German industrial conglomerate Siemens AG said this week that its Siemens Healthineers division is "ready for its market debut," a sign that the company is ready to launch the unit's initial public offering (IPO).
In a February 19 statement, the company confirmed that it plans to have the Siemens Healthineers IPO completed in the first half of 2018. Most market analysts believe that to conform to that timetable, the launch of the IPO could come as early as March.
Siemens plans to sell a "meaningful minority" of its own stake in Healthineers to create a liquid market for the stock. The offering will be on the Frankfurt Stock Exchange, and Siemens will retain a majority stake in the health division, the statement confirmed.
"Siemens Healthineers is now ready for its market debut," Siemens chairman Michael Sen said in a statement. "Siemens Healthineers is a premium asset and we have worked hard to now list such an exciting franchise. We expect the business to capitalize on its strengths even more effectively after the listing."
Siemens Healthineers posted revenue of 13.8 billion euros ($17.02 billion) in 2017, with an adjusted profit of 2.5 billion euros ($3.08 billion).
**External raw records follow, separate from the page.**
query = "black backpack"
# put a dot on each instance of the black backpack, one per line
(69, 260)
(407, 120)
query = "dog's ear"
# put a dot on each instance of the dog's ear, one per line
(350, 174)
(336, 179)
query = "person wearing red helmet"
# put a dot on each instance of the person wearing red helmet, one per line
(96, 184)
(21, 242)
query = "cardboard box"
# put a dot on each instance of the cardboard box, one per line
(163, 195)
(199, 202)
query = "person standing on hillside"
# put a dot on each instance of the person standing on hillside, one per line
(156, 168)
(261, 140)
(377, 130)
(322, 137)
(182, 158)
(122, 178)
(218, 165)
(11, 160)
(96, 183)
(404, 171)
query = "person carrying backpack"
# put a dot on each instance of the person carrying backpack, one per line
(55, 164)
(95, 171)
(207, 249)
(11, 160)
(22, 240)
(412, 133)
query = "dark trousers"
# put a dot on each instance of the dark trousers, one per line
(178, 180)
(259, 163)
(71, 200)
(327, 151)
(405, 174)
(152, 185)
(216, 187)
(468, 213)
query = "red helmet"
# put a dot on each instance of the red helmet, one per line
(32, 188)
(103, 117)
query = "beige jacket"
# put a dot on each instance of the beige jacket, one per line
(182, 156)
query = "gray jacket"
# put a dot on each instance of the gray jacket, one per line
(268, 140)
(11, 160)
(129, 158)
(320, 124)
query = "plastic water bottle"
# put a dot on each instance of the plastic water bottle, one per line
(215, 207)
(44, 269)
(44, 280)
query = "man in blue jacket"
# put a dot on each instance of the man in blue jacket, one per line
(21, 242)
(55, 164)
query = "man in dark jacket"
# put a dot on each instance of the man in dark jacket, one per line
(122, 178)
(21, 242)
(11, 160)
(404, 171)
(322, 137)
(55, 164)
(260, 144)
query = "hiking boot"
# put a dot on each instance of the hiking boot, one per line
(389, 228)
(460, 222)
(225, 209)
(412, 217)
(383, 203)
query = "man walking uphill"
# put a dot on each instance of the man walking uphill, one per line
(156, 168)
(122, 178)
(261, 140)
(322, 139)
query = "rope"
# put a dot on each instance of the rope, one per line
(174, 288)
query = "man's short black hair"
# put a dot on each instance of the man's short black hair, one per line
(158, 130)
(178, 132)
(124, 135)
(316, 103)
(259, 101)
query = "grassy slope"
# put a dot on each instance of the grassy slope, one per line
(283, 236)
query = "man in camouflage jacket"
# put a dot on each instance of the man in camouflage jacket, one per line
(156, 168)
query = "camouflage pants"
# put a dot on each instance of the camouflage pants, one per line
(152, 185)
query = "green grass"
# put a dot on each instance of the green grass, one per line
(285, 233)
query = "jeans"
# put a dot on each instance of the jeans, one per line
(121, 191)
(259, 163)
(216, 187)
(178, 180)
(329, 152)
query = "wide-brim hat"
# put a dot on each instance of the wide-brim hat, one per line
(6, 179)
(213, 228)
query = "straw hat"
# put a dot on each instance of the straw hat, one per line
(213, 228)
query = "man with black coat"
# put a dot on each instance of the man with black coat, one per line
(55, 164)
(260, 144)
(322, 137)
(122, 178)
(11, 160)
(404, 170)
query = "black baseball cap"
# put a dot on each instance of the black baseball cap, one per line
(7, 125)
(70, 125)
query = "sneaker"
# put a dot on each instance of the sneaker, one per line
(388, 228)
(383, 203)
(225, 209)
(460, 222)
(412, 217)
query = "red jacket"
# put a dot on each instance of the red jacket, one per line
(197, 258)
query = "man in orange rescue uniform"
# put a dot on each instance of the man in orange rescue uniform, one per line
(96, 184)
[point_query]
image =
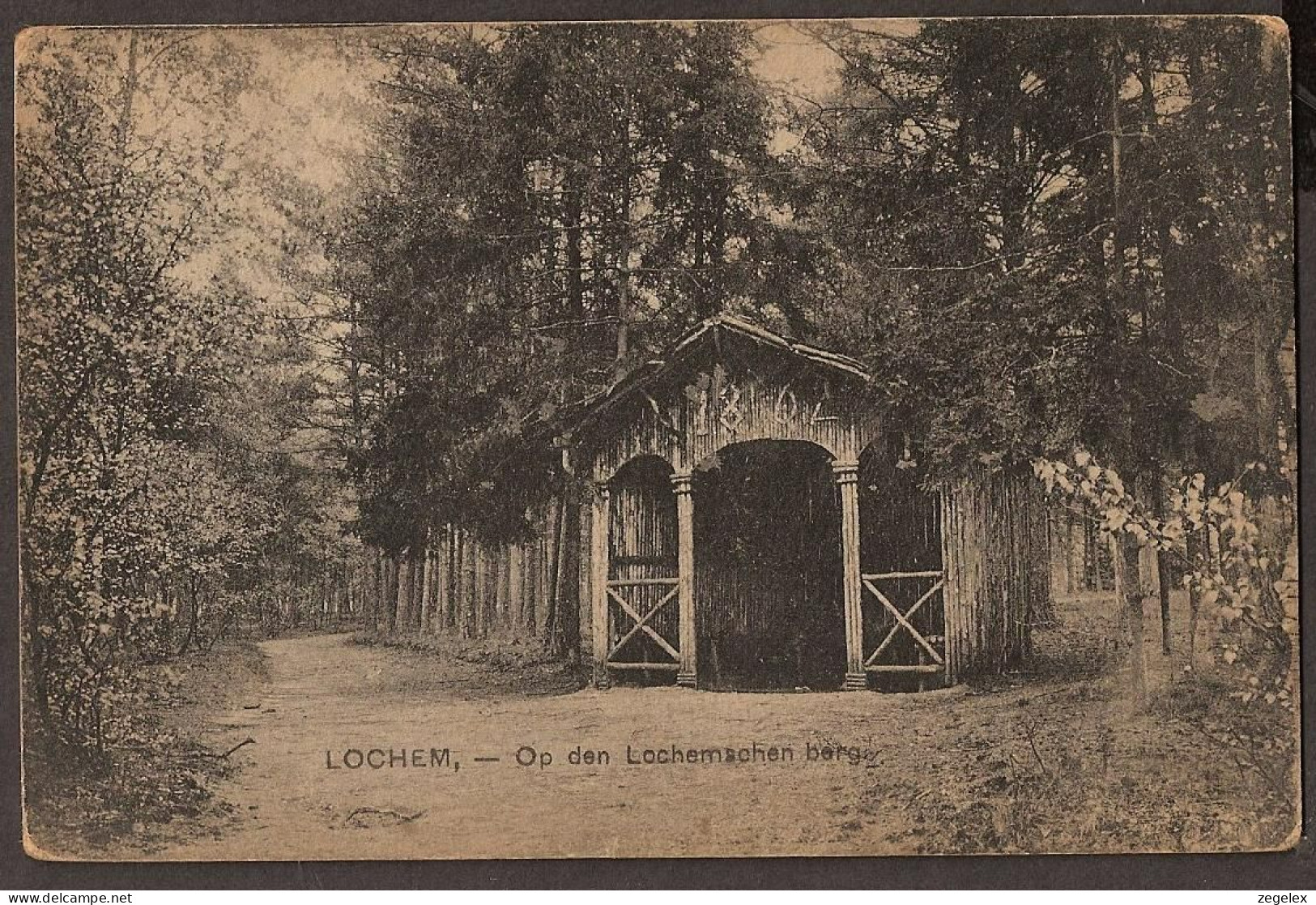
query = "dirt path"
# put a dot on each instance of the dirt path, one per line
(1056, 762)
(326, 694)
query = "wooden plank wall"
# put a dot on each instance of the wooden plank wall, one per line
(996, 563)
(466, 587)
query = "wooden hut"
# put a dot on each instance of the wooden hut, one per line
(749, 522)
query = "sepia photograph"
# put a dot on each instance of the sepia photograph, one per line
(657, 439)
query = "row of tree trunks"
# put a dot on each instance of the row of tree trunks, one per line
(465, 587)
(996, 570)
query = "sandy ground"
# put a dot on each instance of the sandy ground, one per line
(326, 696)
(954, 770)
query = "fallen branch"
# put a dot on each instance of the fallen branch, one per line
(240, 745)
(402, 818)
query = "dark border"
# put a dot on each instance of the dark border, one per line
(1276, 873)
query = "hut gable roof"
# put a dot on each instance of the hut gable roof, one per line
(705, 334)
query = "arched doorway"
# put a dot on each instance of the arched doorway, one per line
(768, 568)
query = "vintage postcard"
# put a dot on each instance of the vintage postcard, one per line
(657, 439)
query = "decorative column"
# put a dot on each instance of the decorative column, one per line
(680, 484)
(848, 481)
(599, 608)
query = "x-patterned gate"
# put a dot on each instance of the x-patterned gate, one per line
(640, 619)
(905, 619)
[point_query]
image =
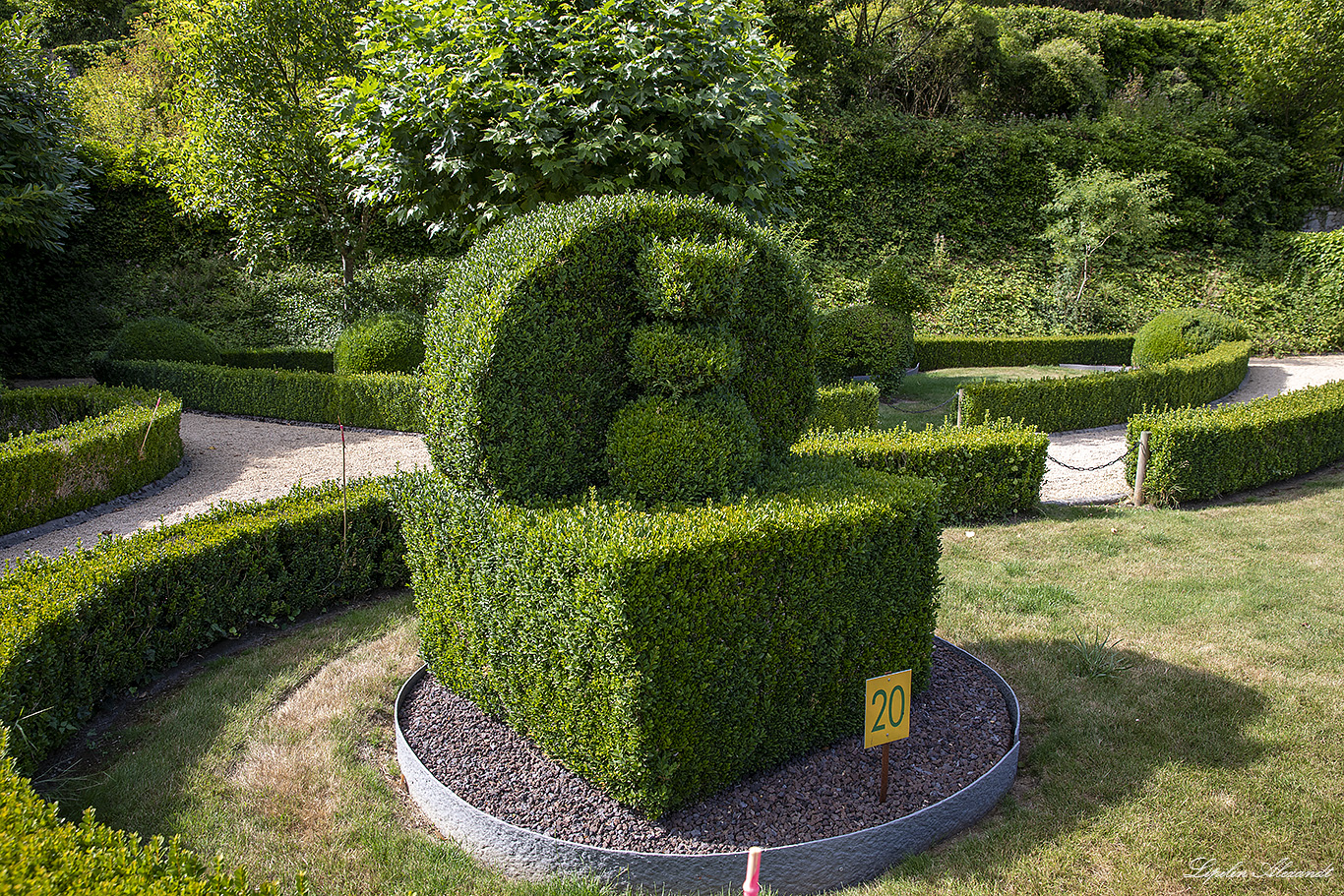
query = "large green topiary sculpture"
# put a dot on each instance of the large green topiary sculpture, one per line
(528, 351)
(162, 338)
(1183, 332)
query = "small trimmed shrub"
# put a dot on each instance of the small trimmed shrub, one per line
(78, 627)
(675, 631)
(1185, 332)
(162, 338)
(664, 448)
(390, 342)
(281, 357)
(865, 338)
(943, 352)
(889, 286)
(985, 470)
(1199, 452)
(70, 448)
(852, 406)
(1102, 399)
(672, 360)
(377, 400)
(528, 348)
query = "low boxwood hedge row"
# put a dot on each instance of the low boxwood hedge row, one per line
(852, 406)
(70, 448)
(281, 357)
(1204, 451)
(85, 625)
(375, 400)
(1102, 399)
(985, 470)
(941, 352)
(635, 643)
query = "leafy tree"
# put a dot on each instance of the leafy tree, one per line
(42, 177)
(1100, 212)
(476, 110)
(1292, 54)
(254, 121)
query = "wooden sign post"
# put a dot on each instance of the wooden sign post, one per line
(886, 716)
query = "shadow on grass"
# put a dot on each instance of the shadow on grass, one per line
(1093, 742)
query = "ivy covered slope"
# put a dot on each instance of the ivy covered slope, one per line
(634, 601)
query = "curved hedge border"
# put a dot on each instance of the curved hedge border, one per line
(374, 400)
(985, 470)
(92, 444)
(1204, 451)
(941, 352)
(85, 625)
(1104, 399)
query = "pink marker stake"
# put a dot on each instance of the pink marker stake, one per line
(752, 885)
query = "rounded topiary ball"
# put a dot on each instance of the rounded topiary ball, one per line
(383, 344)
(528, 348)
(865, 338)
(1183, 332)
(667, 448)
(889, 286)
(162, 338)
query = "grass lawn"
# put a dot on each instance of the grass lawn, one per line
(1214, 743)
(930, 399)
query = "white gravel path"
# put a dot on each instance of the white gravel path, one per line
(1093, 448)
(241, 459)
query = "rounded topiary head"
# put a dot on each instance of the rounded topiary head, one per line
(889, 286)
(383, 344)
(557, 320)
(1183, 332)
(865, 338)
(162, 338)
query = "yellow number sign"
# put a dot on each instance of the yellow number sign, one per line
(887, 716)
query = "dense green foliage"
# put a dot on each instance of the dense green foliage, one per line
(43, 182)
(851, 406)
(392, 342)
(865, 340)
(106, 443)
(470, 113)
(678, 630)
(375, 400)
(941, 352)
(1104, 399)
(254, 124)
(162, 338)
(1200, 452)
(1183, 332)
(527, 353)
(669, 448)
(80, 627)
(985, 472)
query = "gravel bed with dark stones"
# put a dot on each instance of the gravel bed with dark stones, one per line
(958, 730)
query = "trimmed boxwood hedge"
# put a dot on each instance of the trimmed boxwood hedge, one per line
(78, 627)
(527, 357)
(375, 400)
(634, 645)
(852, 406)
(941, 352)
(70, 448)
(1204, 451)
(1102, 399)
(985, 470)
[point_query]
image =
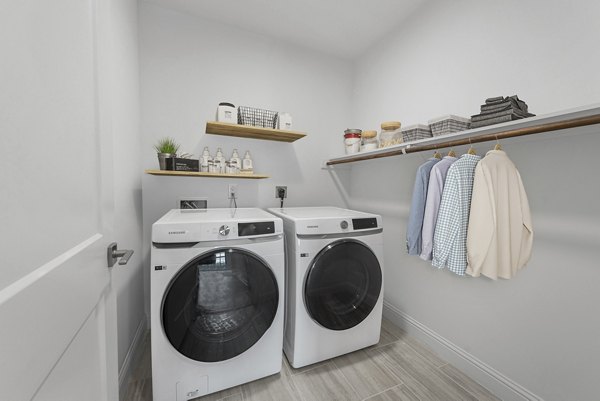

The company has an adjusted profit margin of 18%.
The company noted in the statement that its core markets are worth more than 50 billion euros ($61.7 billion) annually and are expected to grow at a 3% to 5% annual rate from 2016 to 2021. Siemens Healthineers should be able to benefit by being a fully standalone entity, with "increased agility and a strong capital structure."
Market analysts have speculated that being an independent entity with its own shares would make it easier for Siemens Healthineers to make acquisitions using its own stock rather than cash, for example.